This application relates generally to communications networks, and more particularly, to testing communication lines.
Recently, there has been an increased demand for plain old telephone systems (POTS's) to carry high-speed digital signals. The demand has been stimulated by home access to both the Internet and distant office computers. Both types of access typically employ a POTS line as part of the path for carrying digital signals.
POTS's lines were built to carry voice signals at audible frequencies and can also carry digital signals as tones in the near audible frequency range. Modem digital services such as ISDN and ADSL transmit data at frequencies well above the audible range. At these higher frequencies, POTS's lines that transmit voice signals might transmit digital signals poorly. Nevertheless, many telephone operating companies (TELCO's) would like to offer ISDN and/or ADSL data services to their subscribers.
Telephone lines between a TELCO switch and a subscriber's premises are frequent sources of poor performance at the high frequencies characteristic of ISDN and ADSL transmissions. Nevertheless, high cost has made widespread replacement of these subscriber lines an undesirable solution for providing subscribers with lines capable of supporting ISDN and ADSL. A less expensive alternative would be to use only those subscriber lines that are acceptable for transmitting high-speed digital data or to replace those that are not.

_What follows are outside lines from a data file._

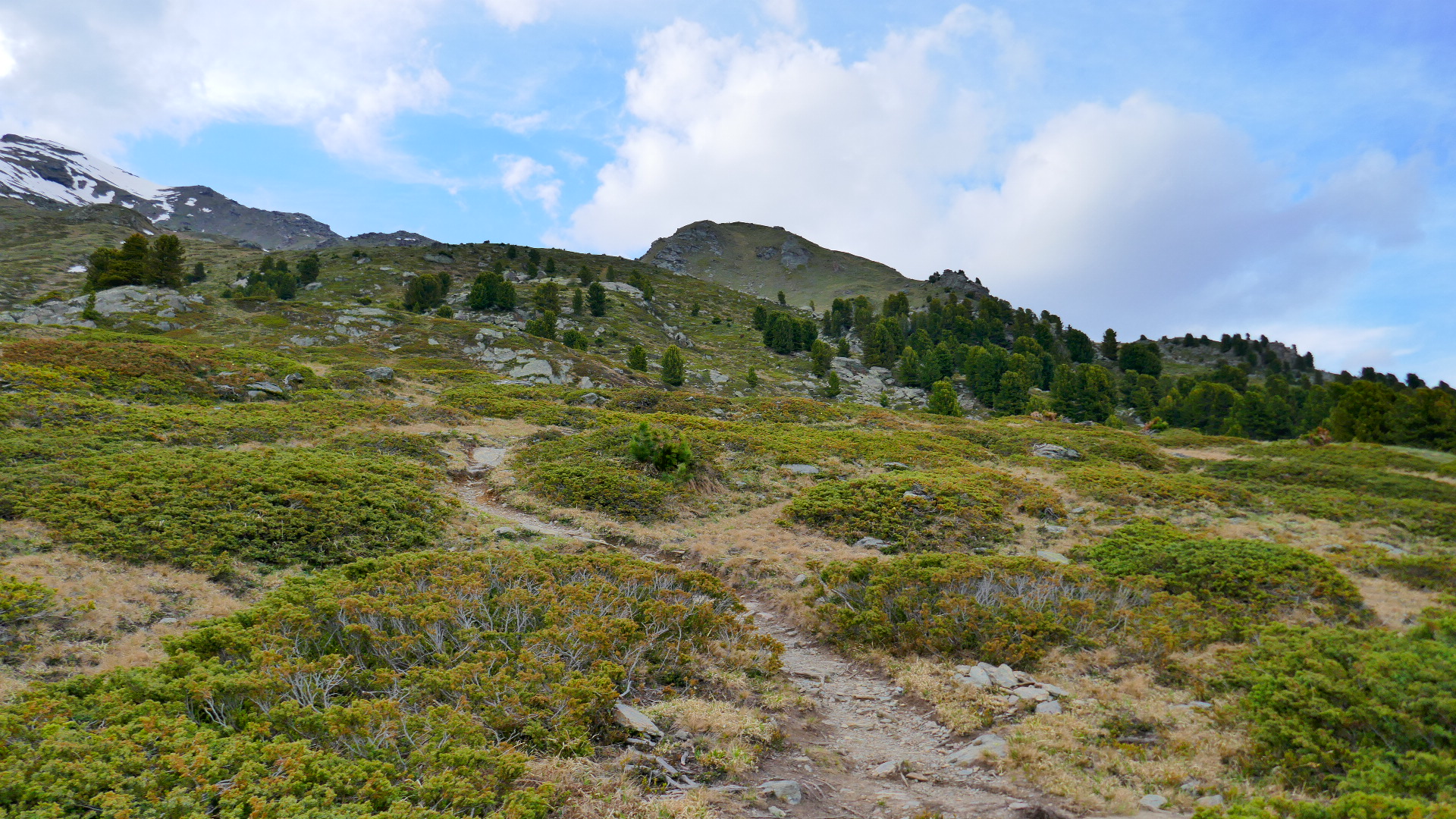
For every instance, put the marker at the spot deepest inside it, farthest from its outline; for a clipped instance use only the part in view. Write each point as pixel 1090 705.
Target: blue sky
pixel 1158 167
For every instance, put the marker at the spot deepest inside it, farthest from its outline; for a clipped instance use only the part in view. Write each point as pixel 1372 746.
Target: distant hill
pixel 762 261
pixel 55 177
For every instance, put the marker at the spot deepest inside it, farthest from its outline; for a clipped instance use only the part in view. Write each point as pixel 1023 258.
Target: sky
pixel 1159 167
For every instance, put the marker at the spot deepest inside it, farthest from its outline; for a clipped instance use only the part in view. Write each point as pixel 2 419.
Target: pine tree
pixel 164 267
pixel 820 356
pixel 637 359
pixel 1110 344
pixel 943 400
pixel 673 366
pixel 832 387
pixel 309 268
pixel 1011 395
pixel 598 299
pixel 909 372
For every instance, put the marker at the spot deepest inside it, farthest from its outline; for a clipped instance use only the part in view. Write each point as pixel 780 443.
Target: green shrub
pixel 946 510
pixel 199 507
pixel 406 687
pixel 1338 708
pixel 999 610
pixel 1244 579
pixel 1128 485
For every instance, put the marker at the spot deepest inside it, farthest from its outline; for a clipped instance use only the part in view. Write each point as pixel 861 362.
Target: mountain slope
pixel 53 177
pixel 764 260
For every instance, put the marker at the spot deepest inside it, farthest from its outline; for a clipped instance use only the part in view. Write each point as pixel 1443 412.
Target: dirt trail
pixel 861 720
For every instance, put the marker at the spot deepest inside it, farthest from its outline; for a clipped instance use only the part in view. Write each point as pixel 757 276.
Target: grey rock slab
pixel 788 790
pixel 984 746
pixel 631 719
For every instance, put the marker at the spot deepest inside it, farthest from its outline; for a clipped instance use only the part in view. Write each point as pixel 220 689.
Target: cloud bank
pixel 1136 213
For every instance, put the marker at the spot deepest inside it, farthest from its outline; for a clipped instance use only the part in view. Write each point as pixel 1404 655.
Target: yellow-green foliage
pixel 1128 485
pixel 146 371
pixel 22 605
pixel 200 507
pixel 410 687
pixel 1362 711
pixel 1001 610
pixel 944 510
pixel 1244 580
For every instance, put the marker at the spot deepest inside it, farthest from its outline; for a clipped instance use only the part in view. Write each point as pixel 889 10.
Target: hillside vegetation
pixel 256 558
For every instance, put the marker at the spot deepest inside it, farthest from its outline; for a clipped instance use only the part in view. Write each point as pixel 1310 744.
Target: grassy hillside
pixel 248 572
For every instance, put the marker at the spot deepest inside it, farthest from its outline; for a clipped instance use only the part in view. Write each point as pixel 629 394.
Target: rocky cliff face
pixel 50 175
pixel 764 261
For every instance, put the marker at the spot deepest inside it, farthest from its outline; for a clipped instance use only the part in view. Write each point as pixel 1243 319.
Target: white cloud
pixel 1136 215
pixel 523 177
pixel 92 72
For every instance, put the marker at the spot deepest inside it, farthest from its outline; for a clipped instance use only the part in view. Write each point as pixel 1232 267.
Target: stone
pixel 892 768
pixel 535 368
pixel 973 675
pixel 788 790
pixel 631 719
pixel 1056 452
pixel 984 746
pixel 1002 675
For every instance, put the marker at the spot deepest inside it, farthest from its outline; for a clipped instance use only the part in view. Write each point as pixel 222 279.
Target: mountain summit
pixel 50 175
pixel 764 261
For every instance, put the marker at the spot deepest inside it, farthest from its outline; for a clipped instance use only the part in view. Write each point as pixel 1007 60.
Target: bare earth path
pixel 861 720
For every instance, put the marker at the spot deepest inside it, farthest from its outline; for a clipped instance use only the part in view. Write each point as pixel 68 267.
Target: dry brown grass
pixel 588 790
pixel 1078 754
pixel 123 624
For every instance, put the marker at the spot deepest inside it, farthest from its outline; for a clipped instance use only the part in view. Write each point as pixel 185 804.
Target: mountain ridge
pixel 55 177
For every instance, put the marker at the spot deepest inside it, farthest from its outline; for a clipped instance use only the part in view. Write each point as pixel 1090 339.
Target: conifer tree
pixel 1109 347
pixel 598 299
pixel 164 265
pixel 909 372
pixel 832 387
pixel 673 366
pixel 943 400
pixel 637 359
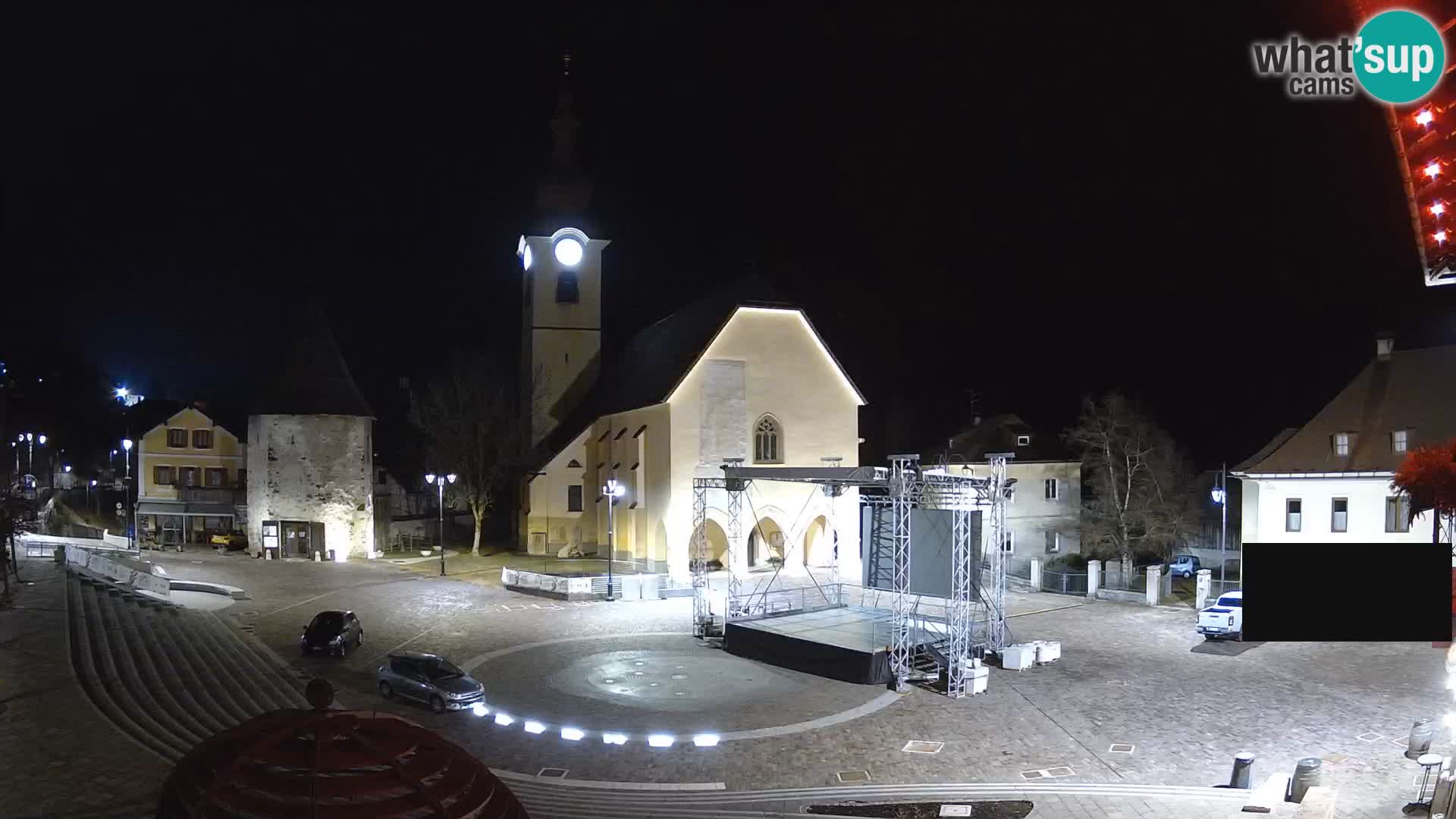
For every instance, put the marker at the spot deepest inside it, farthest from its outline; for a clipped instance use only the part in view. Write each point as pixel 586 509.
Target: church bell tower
pixel 561 268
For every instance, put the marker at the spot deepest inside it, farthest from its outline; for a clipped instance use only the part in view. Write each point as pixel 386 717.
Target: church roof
pixel 1388 395
pixel 308 375
pixel 660 356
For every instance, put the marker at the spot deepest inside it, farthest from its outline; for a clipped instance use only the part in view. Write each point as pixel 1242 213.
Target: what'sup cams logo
pixel 1398 57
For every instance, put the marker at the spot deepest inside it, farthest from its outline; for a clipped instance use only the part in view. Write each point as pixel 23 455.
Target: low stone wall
pixel 120 570
pixel 549 585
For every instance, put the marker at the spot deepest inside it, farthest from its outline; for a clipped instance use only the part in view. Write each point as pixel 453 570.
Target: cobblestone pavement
pixel 1128 675
pixel 58 755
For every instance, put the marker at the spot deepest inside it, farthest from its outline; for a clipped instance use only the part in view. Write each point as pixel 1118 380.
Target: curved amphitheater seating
pixel 165 675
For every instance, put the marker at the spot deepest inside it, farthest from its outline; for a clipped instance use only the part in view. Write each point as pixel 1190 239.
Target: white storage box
pixel 1017 657
pixel 1047 651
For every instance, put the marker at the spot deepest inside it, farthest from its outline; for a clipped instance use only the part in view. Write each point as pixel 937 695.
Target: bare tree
pixel 1142 490
pixel 471 425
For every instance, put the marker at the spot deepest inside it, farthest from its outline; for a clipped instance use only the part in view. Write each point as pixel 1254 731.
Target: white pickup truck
pixel 1223 618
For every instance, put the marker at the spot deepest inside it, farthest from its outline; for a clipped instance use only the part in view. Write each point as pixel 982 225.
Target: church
pixel 737 375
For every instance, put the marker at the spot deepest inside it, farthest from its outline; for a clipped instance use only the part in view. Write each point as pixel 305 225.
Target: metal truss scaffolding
pixel 996 550
pixel 903 484
pixel 974 614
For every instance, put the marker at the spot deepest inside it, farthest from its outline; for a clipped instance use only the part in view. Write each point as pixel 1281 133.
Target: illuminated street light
pixel 613 490
pixel 131 531
pixel 1220 496
pixel 440 483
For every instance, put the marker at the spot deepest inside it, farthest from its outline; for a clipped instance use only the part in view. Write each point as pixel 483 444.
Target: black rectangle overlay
pixel 1347 592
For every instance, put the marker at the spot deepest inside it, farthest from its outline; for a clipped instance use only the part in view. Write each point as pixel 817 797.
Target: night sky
pixel 1025 207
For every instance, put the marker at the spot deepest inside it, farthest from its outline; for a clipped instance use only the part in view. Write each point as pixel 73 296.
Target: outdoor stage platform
pixel 839 643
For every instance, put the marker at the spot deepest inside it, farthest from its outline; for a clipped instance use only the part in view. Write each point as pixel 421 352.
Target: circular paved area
pixel 1128 675
pixel 651 684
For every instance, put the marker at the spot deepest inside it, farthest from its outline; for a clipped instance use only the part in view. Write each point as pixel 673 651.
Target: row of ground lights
pixel 609 738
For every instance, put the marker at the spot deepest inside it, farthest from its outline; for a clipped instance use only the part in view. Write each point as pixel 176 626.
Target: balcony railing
pixel 212 494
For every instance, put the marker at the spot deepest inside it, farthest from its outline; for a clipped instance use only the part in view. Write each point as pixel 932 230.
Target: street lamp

To enable limited replacement of inadequate lines, TELCO's have placed some emphasis on developing methods for predicting which subscriber lines will support data services, such as ISDN and ADSL. Some emphasis has been also placed on predicting frequency ranges at which such data services will be supported. Some methods have also been developed for finding faults in subscriber lines already supporting data services so that such faults can be repaired.
Current methods for predicting the ability of subscriber lines to support high-speed digital transmissions are typically not automated and labor intensive. Often, these methods entail using skilled interpretations of high frequency measurements of line parameters to determine data transmission abilities. At a network scale, such tests are very expensive to implement.
The problem of qualifying lines for data services has been described in several patents. U.S. Pat. No. 6,385,297 by Faulkner, et al. which is hereby incorporated by reference.
Use of neural networks for finding faults on a telephone line was described in PCT Application WO98/4428 “System and Method for Telecommunications System Fault Diagnosis”. However, that patent does not recognize the value of using a neural net to qualify a line for high-speed data services nor does it describe an appropriate neural net topology for that purpose.
Using a neural network for line qualification is more directly described in Line Qualification with Neural Networks, 09/409,141 published as PCT application WO 00/25206, which is hereby incorporated by reference. However, it would be desirable to improve upon that technique to obtain more accurate results, such as by decreasing the number of lines that are incorrectly classified as unable to support high speed data services without unacceptably increasing the number of lines that are incorrectly classified as capable of supporting high speed data services. It would also be desirable to accurately predict the speed at which a particular line under test can operate.